The present invention provides a novel thermoplastic composition of matter obtained by plasticizing scraps of leather (as herein defined) under the action of elevated pressure and temperature. The invention further provides a process for the production of said novel composition of matter.

The term "leather" as used herein is meant to refer to both tanned and untanned natural leather, skins or hides of all kinds of animal origin.

One of the objects of the present invention is to make use of leather scraps, comparatively large amounts of which are the necessary by-products of the leather products industry, especially the shoe industry. Such leather scrap is available in various forms, e.g. flat pieces of various shapes, narrow strips, grains and powder. Despite the comparatively high price of natural leather, hardly any significant attempts have hitherto been made to exploit these leather scraps, even less to convert it to industrially useful materials.

It has now been surprisingly found in accordance with the present invention that when leather scrap is subjected to the action of high pressure and moderately elevated temperatures in a closed die for comparatively short periods, there is obtained a novel and useful composition of matter having advantageous physical properties which render it useful in various technical and industrial applications.

The invention thus provides, in one aspect thereof, a novel thermoplastic composition of matter consisting substantially of leather (as herein defined) which has been converted to a solid thermoplastic mass by the action of a pressure from about 200 to about 900 bar at a temperature from about 50.degree. to about 250.degree. C. in a closed die, said composition of matter optionally including additives and/or fillers.

In another aspect, the invention provides a process for producing the above-described novel composition of matter, which comprises subjecting leather (as herein defined), optionally admixed with one or more additives and/or fillers, to the action of a pressure from about 200 to about 900 bar, at a temperature from about 50.degree. to about 250.degree. C. in a closed die for a time of at least about 30 seconds.

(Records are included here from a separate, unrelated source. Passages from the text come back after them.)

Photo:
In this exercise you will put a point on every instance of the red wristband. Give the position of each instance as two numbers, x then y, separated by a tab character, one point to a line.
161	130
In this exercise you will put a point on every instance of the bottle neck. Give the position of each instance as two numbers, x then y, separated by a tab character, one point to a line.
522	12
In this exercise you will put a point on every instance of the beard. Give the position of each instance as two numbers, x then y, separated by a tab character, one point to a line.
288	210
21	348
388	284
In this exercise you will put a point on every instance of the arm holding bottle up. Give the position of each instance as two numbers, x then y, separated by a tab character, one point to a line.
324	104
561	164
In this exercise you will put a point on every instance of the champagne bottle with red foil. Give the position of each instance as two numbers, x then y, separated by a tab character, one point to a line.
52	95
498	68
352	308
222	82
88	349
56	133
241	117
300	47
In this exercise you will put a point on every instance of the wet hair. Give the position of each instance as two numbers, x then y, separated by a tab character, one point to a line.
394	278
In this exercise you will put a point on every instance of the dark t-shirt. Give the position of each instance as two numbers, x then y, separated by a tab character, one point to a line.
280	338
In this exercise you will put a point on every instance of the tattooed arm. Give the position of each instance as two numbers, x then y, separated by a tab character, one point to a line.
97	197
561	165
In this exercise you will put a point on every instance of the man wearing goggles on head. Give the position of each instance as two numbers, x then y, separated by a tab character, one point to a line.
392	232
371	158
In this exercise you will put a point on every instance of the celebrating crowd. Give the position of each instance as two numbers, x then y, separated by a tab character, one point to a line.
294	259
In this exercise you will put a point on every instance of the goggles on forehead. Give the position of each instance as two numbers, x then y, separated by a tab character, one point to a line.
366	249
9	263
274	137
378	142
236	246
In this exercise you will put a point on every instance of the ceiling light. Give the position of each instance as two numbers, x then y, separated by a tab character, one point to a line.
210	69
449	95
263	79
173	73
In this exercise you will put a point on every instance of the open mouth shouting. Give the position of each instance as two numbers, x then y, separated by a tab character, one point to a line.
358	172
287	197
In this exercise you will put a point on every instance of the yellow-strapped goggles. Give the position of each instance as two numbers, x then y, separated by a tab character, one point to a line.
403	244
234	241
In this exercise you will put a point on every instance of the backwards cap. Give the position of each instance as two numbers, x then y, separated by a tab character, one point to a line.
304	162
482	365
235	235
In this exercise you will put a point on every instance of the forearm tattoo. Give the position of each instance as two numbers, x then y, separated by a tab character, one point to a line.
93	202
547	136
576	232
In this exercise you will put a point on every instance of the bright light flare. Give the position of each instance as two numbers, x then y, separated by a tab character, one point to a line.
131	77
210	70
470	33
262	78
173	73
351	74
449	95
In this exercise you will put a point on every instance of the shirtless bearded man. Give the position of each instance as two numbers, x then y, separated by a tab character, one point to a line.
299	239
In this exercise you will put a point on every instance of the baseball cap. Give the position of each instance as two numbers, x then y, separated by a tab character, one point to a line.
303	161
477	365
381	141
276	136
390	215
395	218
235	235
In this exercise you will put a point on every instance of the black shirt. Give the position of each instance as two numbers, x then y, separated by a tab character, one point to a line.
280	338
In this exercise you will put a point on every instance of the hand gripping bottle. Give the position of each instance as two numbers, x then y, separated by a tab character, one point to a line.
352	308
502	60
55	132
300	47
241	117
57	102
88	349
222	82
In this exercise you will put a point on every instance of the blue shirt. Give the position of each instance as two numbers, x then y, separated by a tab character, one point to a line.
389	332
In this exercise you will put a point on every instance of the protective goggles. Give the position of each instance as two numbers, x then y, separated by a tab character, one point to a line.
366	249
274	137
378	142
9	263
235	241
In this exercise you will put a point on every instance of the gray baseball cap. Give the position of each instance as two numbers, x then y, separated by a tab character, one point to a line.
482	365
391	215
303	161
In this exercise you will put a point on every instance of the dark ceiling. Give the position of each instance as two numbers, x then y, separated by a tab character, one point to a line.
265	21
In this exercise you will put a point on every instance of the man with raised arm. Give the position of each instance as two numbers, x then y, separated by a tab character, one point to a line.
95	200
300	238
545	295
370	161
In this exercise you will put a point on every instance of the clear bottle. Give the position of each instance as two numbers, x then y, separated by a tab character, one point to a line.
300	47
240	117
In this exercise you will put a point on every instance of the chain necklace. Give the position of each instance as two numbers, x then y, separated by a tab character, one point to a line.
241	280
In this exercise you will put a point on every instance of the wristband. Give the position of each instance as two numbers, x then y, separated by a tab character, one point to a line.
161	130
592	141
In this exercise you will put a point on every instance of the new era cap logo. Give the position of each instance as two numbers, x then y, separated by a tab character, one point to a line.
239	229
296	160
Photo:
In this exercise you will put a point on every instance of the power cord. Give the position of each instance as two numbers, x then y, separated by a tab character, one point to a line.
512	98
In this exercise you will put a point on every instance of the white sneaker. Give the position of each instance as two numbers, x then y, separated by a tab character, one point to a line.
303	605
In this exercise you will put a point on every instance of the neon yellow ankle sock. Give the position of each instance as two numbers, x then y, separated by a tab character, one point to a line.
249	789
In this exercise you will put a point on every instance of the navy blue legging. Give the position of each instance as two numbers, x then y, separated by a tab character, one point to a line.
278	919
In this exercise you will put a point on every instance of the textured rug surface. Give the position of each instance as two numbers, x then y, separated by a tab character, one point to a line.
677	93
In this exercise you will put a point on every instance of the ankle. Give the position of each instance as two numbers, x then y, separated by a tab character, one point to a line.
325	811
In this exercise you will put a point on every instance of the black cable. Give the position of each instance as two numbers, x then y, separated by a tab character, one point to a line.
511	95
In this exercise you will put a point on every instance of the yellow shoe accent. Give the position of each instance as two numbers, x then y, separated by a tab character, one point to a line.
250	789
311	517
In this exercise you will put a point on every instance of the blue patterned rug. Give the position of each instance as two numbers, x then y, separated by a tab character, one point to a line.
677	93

DESCRIPTION OF PREFERRED EMBODIMENTS

The scrap leather suitable for use as a starting material in the process of the invention, is preferably particulate and may be in the form of powder, grains, fibres or the like. These are either obtained as such from the leather article industry or may be obtained by comminution of larger pieces. It has been found that the size of the leather scrap particles is not critical and may range from a fine powder to comparatively coarse grains, shreds or fibres and even larger pieces can be used.

Suitably the process of the invention is carried out in a conventional die provided with heating means. In this manner the resultant material may be directly molded to the shape of the final article desired above. Alternatively the process may be carried out by first preparing a so-called "green compact", i.e. a partially compressed material, in some convenient form, such as pellets or briquets. This semi-finished material can be stored and, if desired, shipped to another site, thereafter being compression-molded into a desired final shape in a second die.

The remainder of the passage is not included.